Well, that’s enough plot for a book right there, you say. But no, Kilcoyn is also being hunted by a renegade Cheyenne war chief because he killed the chief’s son in battle. The marshal also has to deal with a family of crazed, perverted sodbusters who make a business of robbing and killing travelers, somewhat like the infamous Bender family. Oh, and did I mention that while all this is going on, there’s also a killer blizzard bearing down on Kansas?

I had a great time reading this book. West has the knack of piling more and more problems on his hero until the reader really has to wonder how he’s going to get out of it. SHOOTOUT AT PICTURE ROCK has a nice epic feel to it, even though the actual scale of the story isn’t really that large.

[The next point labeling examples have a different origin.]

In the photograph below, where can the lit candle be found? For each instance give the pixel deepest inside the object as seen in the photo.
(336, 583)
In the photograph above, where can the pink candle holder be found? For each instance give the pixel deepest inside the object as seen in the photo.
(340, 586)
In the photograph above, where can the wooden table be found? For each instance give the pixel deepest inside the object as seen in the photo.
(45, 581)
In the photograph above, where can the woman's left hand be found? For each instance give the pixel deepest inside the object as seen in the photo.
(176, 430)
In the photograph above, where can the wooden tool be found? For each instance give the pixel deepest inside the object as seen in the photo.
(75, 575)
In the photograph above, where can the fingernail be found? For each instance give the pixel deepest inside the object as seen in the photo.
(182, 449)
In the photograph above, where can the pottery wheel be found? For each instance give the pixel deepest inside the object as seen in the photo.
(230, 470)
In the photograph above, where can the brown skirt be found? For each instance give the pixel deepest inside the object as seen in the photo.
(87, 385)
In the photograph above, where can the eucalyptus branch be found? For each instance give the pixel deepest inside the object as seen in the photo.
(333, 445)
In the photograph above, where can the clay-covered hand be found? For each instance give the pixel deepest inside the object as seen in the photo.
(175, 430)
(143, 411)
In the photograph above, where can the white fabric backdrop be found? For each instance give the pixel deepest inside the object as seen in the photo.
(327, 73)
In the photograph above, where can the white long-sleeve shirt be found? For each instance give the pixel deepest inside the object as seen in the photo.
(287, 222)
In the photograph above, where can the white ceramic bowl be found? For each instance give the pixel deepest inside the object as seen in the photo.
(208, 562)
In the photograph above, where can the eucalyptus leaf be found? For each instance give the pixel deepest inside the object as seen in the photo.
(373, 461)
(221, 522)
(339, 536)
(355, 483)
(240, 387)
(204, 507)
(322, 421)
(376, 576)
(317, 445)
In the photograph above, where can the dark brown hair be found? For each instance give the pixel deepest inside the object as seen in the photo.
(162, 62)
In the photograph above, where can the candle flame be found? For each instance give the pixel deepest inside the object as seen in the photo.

There’s plenty of action, the characters are well-developed (including an interesting portrait of Bat Masterson, one of my favorite real-life Western characters), and there are some nice twists relating to who lives and who dies (not everybody you’d expect). This is an excellent traditional Western, and lucky for me West is a fairly prolific author, having written more than thirty novels so far with more to come. I plan to read more of his books very soon.

(And I did read more of his books and enjoyed them, both under his own name and under a couple of different house-names. Joe West was a good guy and a fine writer. When this review first appeared, he responded in the comments, which I'll paste below, followed by a couple of my comments.)

Joe: 

James, thank you for the kind words. You do me great honor.

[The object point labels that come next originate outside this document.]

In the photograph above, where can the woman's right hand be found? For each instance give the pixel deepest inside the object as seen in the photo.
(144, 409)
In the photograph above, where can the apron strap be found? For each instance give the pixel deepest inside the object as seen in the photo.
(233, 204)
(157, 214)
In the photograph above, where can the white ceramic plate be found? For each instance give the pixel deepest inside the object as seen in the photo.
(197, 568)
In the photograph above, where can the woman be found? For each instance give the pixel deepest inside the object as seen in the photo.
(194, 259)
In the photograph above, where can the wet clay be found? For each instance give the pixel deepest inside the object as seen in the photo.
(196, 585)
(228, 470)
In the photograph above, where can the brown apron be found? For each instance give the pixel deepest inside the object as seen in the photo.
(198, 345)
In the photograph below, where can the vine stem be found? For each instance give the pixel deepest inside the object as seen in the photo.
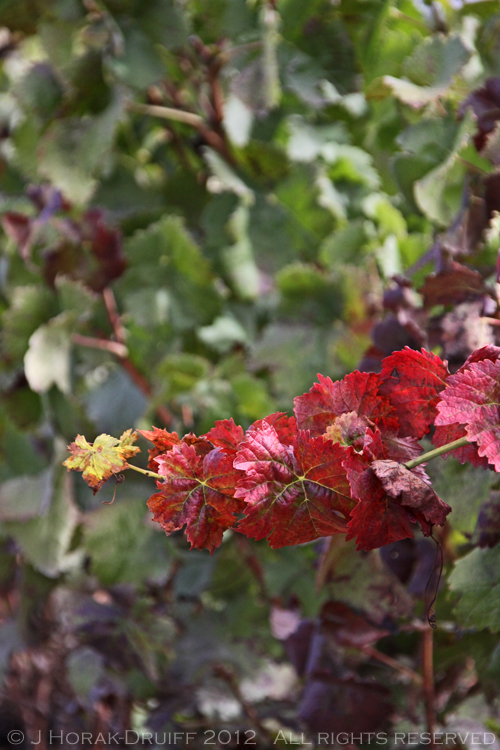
(146, 472)
(460, 443)
(429, 694)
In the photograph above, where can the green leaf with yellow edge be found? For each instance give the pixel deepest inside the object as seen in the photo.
(98, 461)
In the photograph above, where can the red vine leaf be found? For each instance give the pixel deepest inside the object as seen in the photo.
(413, 382)
(98, 461)
(226, 434)
(377, 519)
(198, 492)
(357, 392)
(391, 503)
(293, 493)
(472, 399)
(444, 434)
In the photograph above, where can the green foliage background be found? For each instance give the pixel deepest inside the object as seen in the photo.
(247, 245)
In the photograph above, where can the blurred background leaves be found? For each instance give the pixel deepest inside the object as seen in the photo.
(203, 205)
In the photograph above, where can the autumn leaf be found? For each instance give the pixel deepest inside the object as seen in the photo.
(163, 441)
(413, 382)
(377, 519)
(472, 399)
(412, 490)
(98, 461)
(198, 490)
(226, 434)
(444, 434)
(293, 493)
(358, 392)
(391, 498)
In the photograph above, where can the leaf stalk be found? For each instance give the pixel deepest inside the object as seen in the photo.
(146, 472)
(460, 443)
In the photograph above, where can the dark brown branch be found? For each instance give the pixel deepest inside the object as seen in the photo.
(428, 670)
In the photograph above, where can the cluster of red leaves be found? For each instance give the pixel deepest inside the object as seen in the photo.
(339, 465)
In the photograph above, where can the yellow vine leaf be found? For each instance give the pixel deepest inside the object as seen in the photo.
(98, 461)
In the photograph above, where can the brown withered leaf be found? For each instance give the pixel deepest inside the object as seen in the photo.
(412, 490)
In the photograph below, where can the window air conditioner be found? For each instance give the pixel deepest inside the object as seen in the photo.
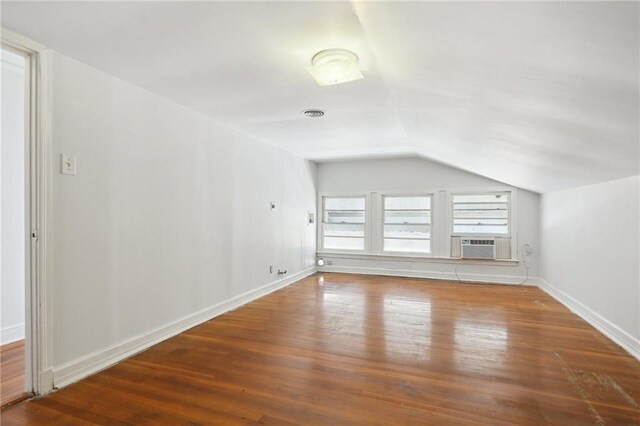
(474, 248)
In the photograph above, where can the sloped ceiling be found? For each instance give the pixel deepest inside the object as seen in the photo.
(541, 95)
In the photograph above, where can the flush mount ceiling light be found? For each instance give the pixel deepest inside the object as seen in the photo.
(334, 66)
(313, 113)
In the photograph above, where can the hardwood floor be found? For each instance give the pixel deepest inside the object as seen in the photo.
(12, 373)
(339, 349)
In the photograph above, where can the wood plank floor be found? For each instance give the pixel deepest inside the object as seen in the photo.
(12, 373)
(338, 349)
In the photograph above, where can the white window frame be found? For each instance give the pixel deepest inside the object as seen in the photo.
(380, 228)
(367, 221)
(510, 217)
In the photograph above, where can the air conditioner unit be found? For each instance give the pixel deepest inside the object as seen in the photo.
(476, 248)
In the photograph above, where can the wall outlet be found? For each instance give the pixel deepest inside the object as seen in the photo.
(68, 164)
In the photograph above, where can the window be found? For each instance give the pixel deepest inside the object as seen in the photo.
(484, 214)
(343, 223)
(407, 224)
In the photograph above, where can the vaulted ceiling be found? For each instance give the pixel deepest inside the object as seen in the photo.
(541, 95)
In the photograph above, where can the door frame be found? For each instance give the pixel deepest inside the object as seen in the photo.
(38, 114)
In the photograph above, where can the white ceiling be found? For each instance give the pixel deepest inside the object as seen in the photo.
(541, 95)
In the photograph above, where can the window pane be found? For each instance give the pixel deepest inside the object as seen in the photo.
(478, 229)
(481, 222)
(407, 216)
(407, 203)
(481, 198)
(407, 246)
(481, 214)
(334, 216)
(407, 231)
(344, 203)
(337, 243)
(340, 229)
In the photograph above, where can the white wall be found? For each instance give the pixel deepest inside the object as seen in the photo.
(590, 253)
(415, 174)
(12, 287)
(168, 213)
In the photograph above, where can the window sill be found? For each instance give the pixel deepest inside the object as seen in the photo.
(410, 258)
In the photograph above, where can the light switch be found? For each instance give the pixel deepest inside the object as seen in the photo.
(68, 164)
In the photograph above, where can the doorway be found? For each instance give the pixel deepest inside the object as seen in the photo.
(14, 228)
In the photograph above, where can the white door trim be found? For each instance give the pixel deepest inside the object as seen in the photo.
(39, 376)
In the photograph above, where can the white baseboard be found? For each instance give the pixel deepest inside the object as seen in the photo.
(612, 331)
(436, 275)
(89, 364)
(11, 334)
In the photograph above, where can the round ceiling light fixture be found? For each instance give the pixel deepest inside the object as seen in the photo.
(313, 113)
(334, 66)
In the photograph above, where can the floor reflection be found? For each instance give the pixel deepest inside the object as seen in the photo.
(407, 323)
(480, 347)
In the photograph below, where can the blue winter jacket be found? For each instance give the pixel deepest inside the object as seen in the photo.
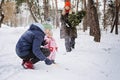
(31, 41)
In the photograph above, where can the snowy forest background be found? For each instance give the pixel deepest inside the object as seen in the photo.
(101, 13)
(95, 57)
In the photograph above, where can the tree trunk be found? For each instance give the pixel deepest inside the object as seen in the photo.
(30, 9)
(77, 5)
(116, 19)
(85, 18)
(93, 21)
(57, 17)
(104, 20)
(46, 9)
(1, 13)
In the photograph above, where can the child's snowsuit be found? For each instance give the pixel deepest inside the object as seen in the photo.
(51, 44)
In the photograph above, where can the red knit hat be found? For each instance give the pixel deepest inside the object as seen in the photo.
(67, 4)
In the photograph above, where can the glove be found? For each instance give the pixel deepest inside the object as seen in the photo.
(51, 49)
(48, 62)
(44, 43)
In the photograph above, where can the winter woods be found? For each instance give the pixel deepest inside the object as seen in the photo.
(99, 13)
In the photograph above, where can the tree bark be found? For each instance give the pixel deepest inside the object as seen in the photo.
(57, 17)
(46, 9)
(30, 9)
(1, 13)
(116, 19)
(93, 21)
(85, 18)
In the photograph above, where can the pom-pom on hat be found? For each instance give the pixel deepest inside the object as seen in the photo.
(67, 4)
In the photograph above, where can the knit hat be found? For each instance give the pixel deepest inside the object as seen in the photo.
(40, 26)
(67, 4)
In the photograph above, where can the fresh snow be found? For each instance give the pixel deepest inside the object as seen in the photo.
(88, 61)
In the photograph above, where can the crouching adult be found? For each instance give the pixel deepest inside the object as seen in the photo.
(29, 49)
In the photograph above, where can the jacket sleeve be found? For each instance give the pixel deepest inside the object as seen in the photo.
(36, 48)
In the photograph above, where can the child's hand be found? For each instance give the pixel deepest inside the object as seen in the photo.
(51, 49)
(56, 48)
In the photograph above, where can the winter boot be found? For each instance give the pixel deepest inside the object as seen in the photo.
(27, 65)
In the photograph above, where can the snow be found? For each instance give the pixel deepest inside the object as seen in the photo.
(88, 61)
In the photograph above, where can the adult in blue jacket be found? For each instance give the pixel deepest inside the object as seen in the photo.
(28, 46)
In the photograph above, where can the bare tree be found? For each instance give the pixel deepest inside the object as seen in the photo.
(1, 13)
(30, 5)
(104, 19)
(116, 18)
(93, 21)
(46, 9)
(57, 17)
(85, 18)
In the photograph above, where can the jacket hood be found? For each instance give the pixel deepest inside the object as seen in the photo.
(37, 26)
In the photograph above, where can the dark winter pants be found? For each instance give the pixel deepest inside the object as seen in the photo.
(69, 43)
(31, 57)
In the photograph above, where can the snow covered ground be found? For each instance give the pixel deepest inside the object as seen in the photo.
(88, 61)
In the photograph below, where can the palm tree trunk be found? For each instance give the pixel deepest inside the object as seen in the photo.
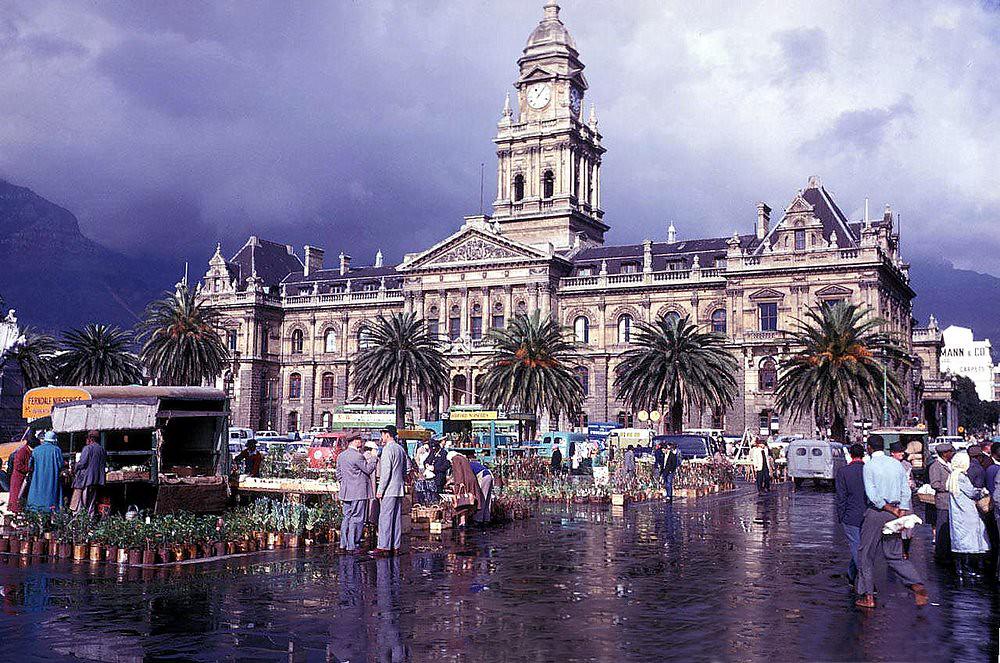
(400, 408)
(677, 416)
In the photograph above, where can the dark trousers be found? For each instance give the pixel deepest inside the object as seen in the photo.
(874, 546)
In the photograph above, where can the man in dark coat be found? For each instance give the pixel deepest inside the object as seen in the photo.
(89, 473)
(850, 503)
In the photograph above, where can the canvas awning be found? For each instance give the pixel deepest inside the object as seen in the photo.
(81, 416)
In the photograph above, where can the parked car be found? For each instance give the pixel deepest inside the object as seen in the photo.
(818, 460)
(691, 446)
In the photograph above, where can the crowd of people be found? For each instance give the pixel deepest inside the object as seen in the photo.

SHOOTOUT AT PICTURE ROCK began its life as the 7th novel in my GUNSMOKE series, but my publisher and Universal couldn't agree on financial terms. Finally my editor said: "The hell with it, we'll publish the book as a stand alone." Then, with many a merry quip, he added: "Big hurry, Joe. Change the names and send it back to me yesterday."

Of course, there was a lot more involved than simply changing Matt Dillon to Kilcoyn. I had to saw the novel apart then rebuild it, the deadline hanging over my head like the proverbial sword.

In the end, poor, ink-stained wretch that I am, I got the job done and Shootout was the result.

Ah, I love the publishing business so much, just sitting here thinking about it brings a tear to my eye.

Me:

Joe,

Thanks for the story behind the story. Now that you mention it, I can see how this one began life as a Gunsmoke novel, but that thought never crossed my mind when I was reading it. You did a good job turning it into a stand-alone. Back in the early days of our careers, my wife and I had to rewrite a hundred thousand word novel literally overnight. This was long before computers, so we had to retype all 400 pages of the manuscript in about sixteen hours. We had only one typewriter, so we took turns at it, typing as fast as we could and rewriting as we went along. Finished at dawn, slept for a couple of hours, then got up, took the pages to have them photocopied, and overnighted them to New York.

Yes, you've got to love the publishing business.

And me again:

I may have told this story here before, but when I finished the final draft of my first novel, Livia and I took the manuscript to a drugstore that had a coin-operated photocopy machine and fed nickels into it for a couple of hours as we copied every page, one at a time. I feel nostalgic about those days, but I wouldn't go back to them.

(SHOOTOUT AT PICTURE ROCK is out of print, but affordable used copies are available on Amazon.)